これに対して、KDDIがサーバ環境を含めた総合的な提案をしてきたことから、セフテックはKDDI網を採用し、「SiLED」システムへと繋がった。

カメラの撮影データを3Gで送信 でも、撮影画像は「LED表示の内容」

SiLEDは、LED情報表示板をインターネットに接続できるようにした「今で言うIoT機器」(シレド事業部部長鈴木道弘氏)であり、これによって遠隔からの制御が可能になった。

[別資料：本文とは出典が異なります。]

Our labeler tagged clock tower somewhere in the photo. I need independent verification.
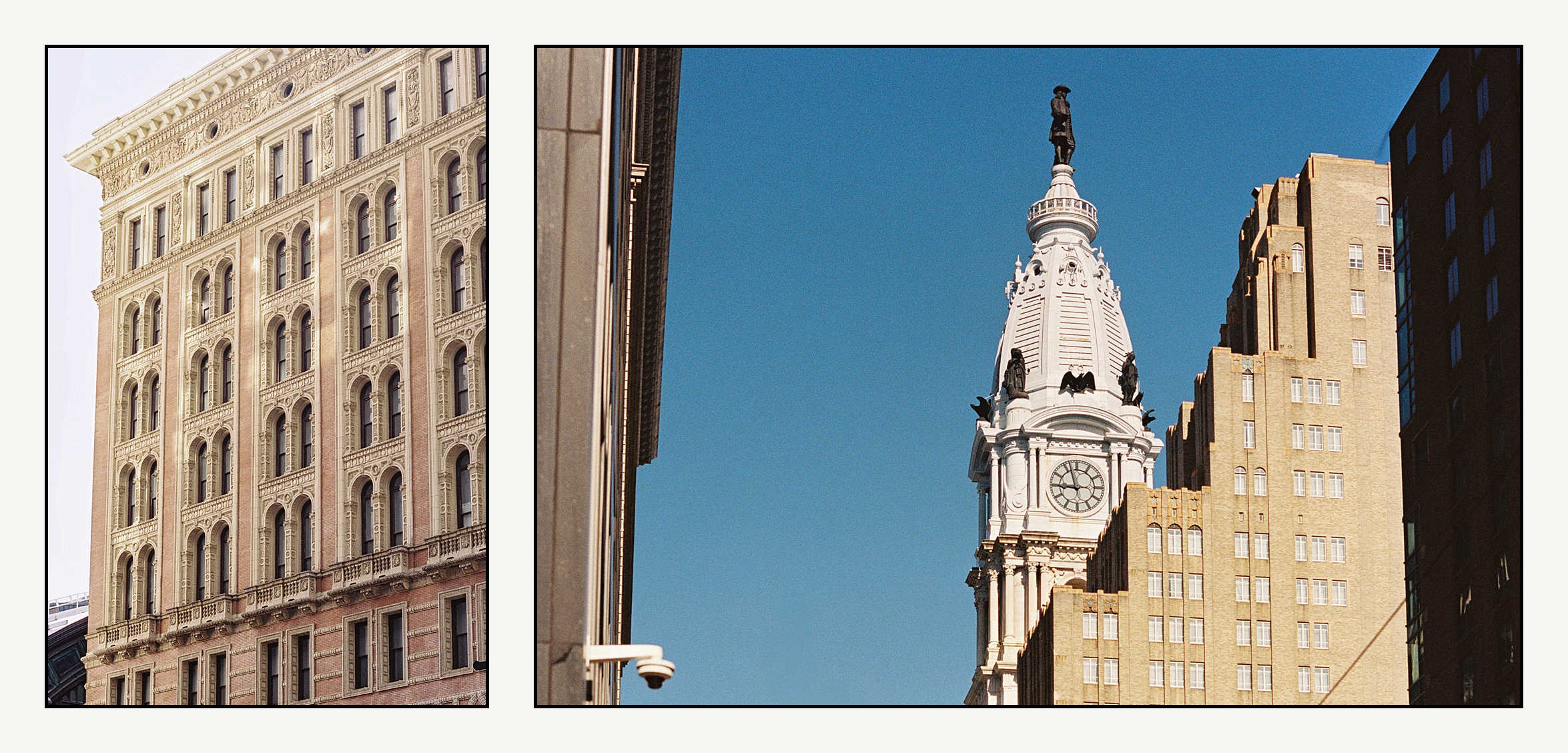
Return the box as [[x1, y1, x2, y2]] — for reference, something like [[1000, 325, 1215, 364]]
[[964, 107, 1164, 704]]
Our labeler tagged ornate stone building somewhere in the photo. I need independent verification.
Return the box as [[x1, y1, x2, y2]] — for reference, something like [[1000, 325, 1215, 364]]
[[964, 151, 1162, 704], [67, 47, 489, 704], [1020, 154, 1405, 706]]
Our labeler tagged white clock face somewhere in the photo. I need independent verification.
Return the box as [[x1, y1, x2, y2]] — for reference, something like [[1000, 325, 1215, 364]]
[[1051, 460, 1106, 513]]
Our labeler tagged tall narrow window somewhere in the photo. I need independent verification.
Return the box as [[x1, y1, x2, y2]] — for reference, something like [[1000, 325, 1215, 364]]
[[381, 188, 397, 240], [354, 201, 370, 254], [300, 310, 312, 372], [381, 86, 398, 144], [223, 345, 234, 403], [359, 381, 375, 447], [387, 274, 398, 337], [359, 481, 376, 554], [450, 596, 469, 670], [458, 450, 474, 529], [218, 435, 234, 494], [350, 102, 366, 160], [300, 405, 312, 467], [390, 474, 403, 546], [474, 47, 489, 97], [452, 248, 467, 314], [300, 130, 315, 185], [436, 55, 458, 115], [300, 502, 314, 573], [452, 348, 469, 416], [273, 144, 284, 199], [196, 184, 212, 236], [273, 510, 287, 581], [387, 372, 403, 439]]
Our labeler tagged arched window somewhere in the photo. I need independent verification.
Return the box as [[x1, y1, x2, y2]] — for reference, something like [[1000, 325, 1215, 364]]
[[273, 510, 286, 581], [273, 240, 288, 290], [125, 467, 136, 525], [196, 533, 207, 601], [447, 157, 462, 215], [218, 525, 229, 593], [359, 381, 375, 447], [384, 274, 398, 337], [478, 146, 489, 201], [196, 353, 212, 411], [387, 372, 403, 439], [359, 287, 370, 350], [273, 322, 288, 381], [300, 310, 310, 372], [381, 188, 397, 242], [354, 201, 370, 254], [387, 474, 403, 546], [300, 228, 314, 279], [218, 435, 234, 494], [452, 348, 469, 416], [300, 405, 312, 467], [300, 502, 310, 573], [458, 450, 474, 529], [359, 481, 376, 554], [452, 248, 466, 314], [201, 274, 212, 324], [223, 345, 234, 403], [273, 416, 288, 477], [196, 443, 207, 503]]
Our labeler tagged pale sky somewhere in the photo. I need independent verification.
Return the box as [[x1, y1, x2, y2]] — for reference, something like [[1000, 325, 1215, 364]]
[[45, 47, 232, 597]]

具体的には、LED表示板に通信ボックスを装着し、KDDIの閉域網を経由してネット上のWebサーバからLEDを制御する仕組みを構築。当時主流だった1対1のシリアルなシステムではなく、KDDIの提案に従い、1つのIPで複数機器を制御する設計にしたことで、「その後の発展的な使い方に繋がった」と鈴木氏は指摘する。

SiLEDシステム概要

初期のSiLEDにはカメラとミラーが設置されていた。ミラーは、遠隔で表示を変更した際に「正しく変更されたか」を確認するために用意されたもので、表示をミラーで反射させ、それをカメラで撮影して確認するという限定的な用途のために使われていた。発注元である日本道路公団(当時)の要望で設置したというが、その後「変更が確実だ」ということが理解され、ミラーは取り外されたそうだ。しかしカメラを設置したことが、その後の用途の広がりに繋がったという。

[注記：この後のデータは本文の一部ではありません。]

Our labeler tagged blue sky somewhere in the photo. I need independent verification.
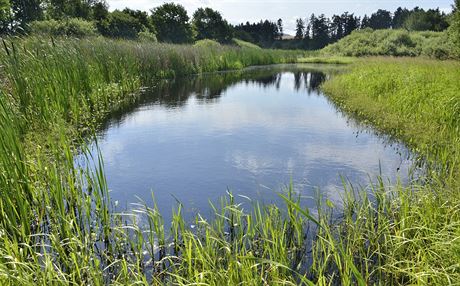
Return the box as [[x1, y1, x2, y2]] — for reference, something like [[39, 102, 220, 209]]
[[107, 0, 454, 33]]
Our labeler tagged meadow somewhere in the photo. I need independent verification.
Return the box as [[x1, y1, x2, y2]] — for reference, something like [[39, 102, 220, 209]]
[[0, 38, 460, 285]]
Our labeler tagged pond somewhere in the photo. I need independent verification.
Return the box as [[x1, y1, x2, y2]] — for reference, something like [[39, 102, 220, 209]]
[[86, 65, 412, 221]]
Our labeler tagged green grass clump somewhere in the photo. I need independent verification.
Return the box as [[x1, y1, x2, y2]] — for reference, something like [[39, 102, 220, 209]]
[[232, 39, 262, 50], [323, 59, 460, 285], [298, 56, 356, 65], [322, 29, 456, 59]]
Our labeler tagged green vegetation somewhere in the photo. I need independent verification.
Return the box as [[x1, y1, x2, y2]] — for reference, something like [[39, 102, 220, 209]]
[[298, 56, 357, 65], [322, 29, 456, 59], [0, 1, 460, 285], [30, 18, 97, 38], [233, 39, 262, 50], [0, 38, 328, 285], [324, 59, 460, 183], [324, 59, 460, 285]]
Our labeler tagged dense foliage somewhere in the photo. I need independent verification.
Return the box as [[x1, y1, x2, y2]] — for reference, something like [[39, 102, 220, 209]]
[[0, 0, 455, 50], [322, 29, 457, 59], [0, 37, 305, 285]]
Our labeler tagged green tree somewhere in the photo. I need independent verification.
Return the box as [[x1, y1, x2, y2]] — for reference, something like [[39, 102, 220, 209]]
[[192, 8, 233, 43], [403, 9, 449, 32], [0, 0, 11, 34], [92, 1, 109, 21], [151, 3, 193, 43], [295, 18, 305, 40], [98, 10, 144, 39], [276, 19, 284, 40], [369, 9, 393, 30], [392, 7, 411, 29], [123, 8, 155, 33]]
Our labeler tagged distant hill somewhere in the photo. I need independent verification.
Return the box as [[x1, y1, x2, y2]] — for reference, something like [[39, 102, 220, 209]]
[[322, 28, 455, 59], [281, 34, 295, 40]]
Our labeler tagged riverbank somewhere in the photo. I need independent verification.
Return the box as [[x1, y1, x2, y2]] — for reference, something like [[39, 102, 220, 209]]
[[323, 58, 460, 285]]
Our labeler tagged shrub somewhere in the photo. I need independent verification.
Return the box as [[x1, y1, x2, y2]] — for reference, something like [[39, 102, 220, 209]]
[[29, 18, 97, 38], [232, 39, 261, 50], [322, 29, 455, 59], [195, 39, 222, 48], [137, 31, 158, 43]]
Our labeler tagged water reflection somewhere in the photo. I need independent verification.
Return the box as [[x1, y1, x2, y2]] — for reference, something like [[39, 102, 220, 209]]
[[91, 66, 411, 223]]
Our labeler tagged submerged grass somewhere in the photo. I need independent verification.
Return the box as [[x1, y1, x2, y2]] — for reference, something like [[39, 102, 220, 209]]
[[0, 38, 460, 285]]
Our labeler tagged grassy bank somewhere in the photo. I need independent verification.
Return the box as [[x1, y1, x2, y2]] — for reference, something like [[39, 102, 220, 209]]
[[321, 29, 458, 59], [324, 58, 460, 285]]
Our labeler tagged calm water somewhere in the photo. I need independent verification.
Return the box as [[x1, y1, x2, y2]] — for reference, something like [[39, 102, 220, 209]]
[[89, 66, 411, 220]]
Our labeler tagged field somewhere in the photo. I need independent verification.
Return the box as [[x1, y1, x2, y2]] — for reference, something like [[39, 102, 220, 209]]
[[0, 38, 460, 285]]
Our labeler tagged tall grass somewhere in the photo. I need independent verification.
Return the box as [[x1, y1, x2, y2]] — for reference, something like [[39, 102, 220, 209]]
[[321, 28, 458, 59], [324, 58, 460, 285]]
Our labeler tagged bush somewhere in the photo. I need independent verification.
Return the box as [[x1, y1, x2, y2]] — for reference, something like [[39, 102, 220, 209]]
[[98, 11, 144, 39], [194, 39, 222, 49], [322, 29, 455, 59], [29, 18, 97, 38], [137, 31, 158, 43], [232, 39, 262, 50]]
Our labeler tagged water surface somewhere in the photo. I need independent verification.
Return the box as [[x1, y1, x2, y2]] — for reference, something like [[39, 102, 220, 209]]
[[90, 65, 411, 220]]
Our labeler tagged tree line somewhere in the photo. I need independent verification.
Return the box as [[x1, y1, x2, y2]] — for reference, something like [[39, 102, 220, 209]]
[[286, 7, 451, 49], [0, 0, 233, 43], [0, 0, 458, 49]]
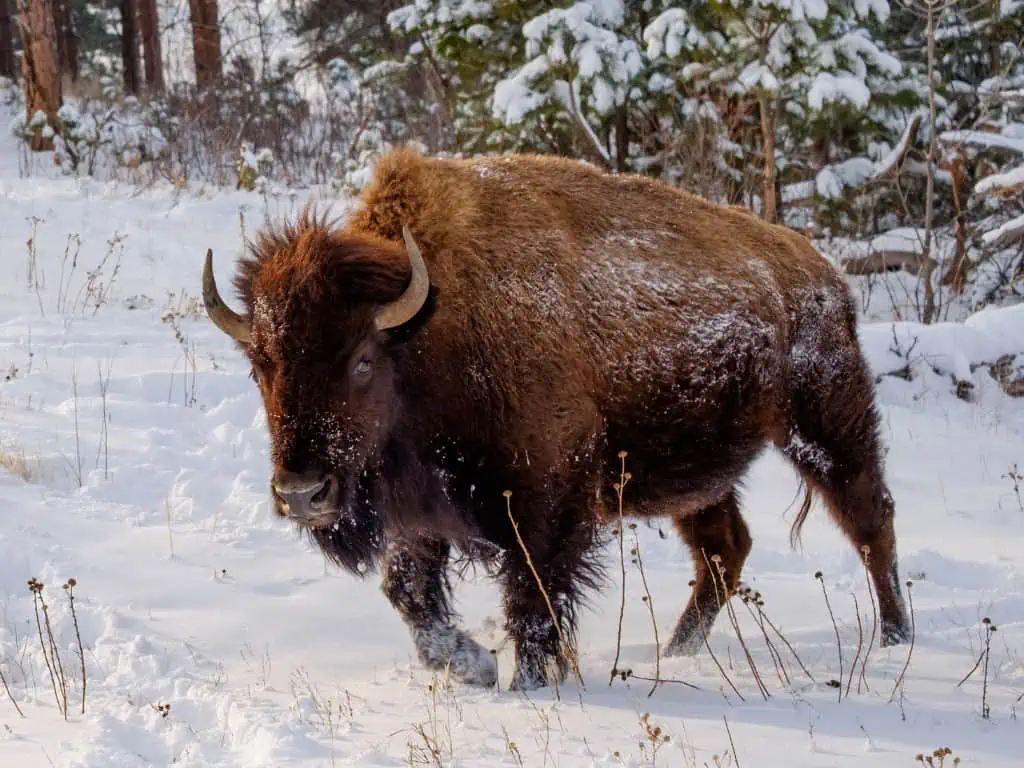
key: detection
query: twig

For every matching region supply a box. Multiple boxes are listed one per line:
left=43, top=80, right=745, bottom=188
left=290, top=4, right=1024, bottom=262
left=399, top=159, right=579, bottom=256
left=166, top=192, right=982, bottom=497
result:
left=694, top=547, right=746, bottom=701
left=846, top=585, right=870, bottom=698
left=889, top=579, right=917, bottom=702
left=630, top=523, right=662, bottom=698
left=847, top=548, right=880, bottom=695
left=608, top=451, right=630, bottom=686
left=504, top=490, right=585, bottom=688
left=711, top=555, right=770, bottom=701
left=65, top=578, right=85, bottom=715
left=722, top=715, right=739, bottom=768
left=814, top=570, right=843, bottom=701
left=755, top=600, right=815, bottom=683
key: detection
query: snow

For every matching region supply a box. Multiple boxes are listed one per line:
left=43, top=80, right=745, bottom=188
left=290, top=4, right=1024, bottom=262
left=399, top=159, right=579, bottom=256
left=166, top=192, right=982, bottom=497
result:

というのも、高速道路上にカメラを常設する場合、当時は「1カ所で1000万円以上が必要だった」(鈴木氏)。しかも、設置されていない場所は巡回して人の眼で確認するしかない。SiLEDであれば、簡易的に設置されたものとはいえ、通常はカメラのない場所を確認できるメリットが生まれる。カメラの解像度はVGA程度の静止画撮影用だったが、「雪が降ってきて道路が白くなってきた」といった現状把握には有効だという。

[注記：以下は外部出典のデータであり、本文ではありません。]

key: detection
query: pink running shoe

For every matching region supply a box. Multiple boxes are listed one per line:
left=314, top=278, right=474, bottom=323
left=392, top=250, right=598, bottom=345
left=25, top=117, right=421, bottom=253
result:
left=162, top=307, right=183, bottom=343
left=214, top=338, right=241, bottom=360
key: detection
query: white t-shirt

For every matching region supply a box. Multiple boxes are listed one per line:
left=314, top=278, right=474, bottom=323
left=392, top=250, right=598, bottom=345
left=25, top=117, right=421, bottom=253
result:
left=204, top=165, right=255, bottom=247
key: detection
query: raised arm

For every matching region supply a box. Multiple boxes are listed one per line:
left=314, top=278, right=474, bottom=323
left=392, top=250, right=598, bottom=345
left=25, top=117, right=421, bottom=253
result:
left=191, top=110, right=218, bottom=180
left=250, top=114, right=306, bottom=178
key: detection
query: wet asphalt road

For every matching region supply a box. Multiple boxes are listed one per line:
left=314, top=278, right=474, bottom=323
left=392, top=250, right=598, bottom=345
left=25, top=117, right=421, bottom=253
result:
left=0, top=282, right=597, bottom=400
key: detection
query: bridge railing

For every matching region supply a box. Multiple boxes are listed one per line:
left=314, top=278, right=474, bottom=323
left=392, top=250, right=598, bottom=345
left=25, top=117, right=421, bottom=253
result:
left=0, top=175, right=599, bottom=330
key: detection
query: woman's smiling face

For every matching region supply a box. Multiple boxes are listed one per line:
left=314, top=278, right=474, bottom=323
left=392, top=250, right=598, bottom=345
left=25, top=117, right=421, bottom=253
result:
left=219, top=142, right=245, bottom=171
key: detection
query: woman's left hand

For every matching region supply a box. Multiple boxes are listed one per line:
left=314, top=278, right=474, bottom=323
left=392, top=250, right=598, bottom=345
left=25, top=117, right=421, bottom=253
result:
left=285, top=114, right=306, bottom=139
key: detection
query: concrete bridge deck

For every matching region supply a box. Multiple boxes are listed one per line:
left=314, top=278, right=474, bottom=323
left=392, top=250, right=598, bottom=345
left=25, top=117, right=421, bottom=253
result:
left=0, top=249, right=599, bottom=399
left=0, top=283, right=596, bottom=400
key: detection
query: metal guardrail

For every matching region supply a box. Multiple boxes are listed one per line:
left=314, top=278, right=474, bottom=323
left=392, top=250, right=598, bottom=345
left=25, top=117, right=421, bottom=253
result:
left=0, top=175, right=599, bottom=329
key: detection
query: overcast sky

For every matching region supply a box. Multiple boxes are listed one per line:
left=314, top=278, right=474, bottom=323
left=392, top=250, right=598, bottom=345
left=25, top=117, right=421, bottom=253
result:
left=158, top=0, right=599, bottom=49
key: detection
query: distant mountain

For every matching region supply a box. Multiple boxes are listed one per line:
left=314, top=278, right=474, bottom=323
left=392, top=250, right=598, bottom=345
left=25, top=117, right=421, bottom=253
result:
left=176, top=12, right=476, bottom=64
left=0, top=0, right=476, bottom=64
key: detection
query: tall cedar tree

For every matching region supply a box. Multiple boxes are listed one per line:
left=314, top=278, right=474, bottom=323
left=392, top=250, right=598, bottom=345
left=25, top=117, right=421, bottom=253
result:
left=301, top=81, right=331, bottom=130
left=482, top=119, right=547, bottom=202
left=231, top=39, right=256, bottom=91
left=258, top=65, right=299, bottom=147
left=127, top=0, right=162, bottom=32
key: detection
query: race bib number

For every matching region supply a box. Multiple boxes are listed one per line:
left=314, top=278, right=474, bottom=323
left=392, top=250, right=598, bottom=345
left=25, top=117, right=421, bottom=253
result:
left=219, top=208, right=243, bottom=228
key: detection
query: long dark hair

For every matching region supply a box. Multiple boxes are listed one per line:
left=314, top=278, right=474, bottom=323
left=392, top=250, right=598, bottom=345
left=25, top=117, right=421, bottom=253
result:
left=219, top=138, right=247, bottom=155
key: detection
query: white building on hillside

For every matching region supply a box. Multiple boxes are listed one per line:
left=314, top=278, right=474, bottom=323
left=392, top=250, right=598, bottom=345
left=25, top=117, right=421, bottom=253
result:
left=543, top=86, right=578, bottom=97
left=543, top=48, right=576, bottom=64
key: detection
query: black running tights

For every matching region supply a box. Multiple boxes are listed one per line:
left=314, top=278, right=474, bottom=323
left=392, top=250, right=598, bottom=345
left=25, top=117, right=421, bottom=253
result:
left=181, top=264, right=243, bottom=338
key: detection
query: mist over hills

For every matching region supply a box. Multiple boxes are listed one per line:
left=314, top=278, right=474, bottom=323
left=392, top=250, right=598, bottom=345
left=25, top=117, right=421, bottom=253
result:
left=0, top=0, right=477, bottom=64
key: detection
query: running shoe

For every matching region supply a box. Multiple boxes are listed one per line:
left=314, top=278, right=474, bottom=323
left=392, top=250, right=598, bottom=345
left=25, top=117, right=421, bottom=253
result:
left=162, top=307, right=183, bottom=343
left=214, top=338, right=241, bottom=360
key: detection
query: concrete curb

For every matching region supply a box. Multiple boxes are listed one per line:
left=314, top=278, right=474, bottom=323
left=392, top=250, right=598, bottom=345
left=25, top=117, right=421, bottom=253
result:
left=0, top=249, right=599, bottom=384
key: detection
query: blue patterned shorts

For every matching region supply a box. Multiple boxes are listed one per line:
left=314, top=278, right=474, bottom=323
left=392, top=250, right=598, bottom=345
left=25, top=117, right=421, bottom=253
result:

具体的な活用例としては、降雪時にスリップしやすそうな場所に設置して「カメラで雪を確認して遠隔からLEDで注意喚起文を表示する」という方法がある。ほかにも、渋滞時に後尾警戒・追突注意を表示したり、道路の谷(サグ部)に設置して速度回復のお知らせを表示したりと、さまざまな用途に利用できる。この速度回復のお知らせ表示については、セフテックがLED表示板を貸し出して「効果があったら常設の表示板を建設する」という有効性の確認にも使われているそうだ。

ソーラーSiLED

また、まだまだ記憶に新しい東日本大震災でもSiLEDが活用された。震災によって東北地方の高速道路は大ダメージを受けたが、その復旧作業のために広い範囲で車線規制が行われた。この際、SiLEDシステムによる後尾警戒の掲示が実施されたのだが、複数台の速度センサーも配置しており、計測情報をサーバで管理し、その情報を元に表示データの再配信を行ったそうだ。

こうした柔軟性は、モバイル通信網を活用した「IoTデバイス」ならではの事案と言えるが、モバイル環境における"接続性"が失われては、意味がない。鈴木氏によると、基地局の境界部に設置されて電波が安定しないケースや、トンネルの出入り口付近と内部で掴むアンテナが変わって電波が弱くなるケース、遮音壁と大型トレーラーに挟まれた瞬間に電波が遮られるケースなど、「高速道路ならでは」の事案があり、接続性の確保には苦労が伴うそうだ。こうした問題が生じた場合は、通信モジュールの位置変更といった工夫でリカバリーしているという。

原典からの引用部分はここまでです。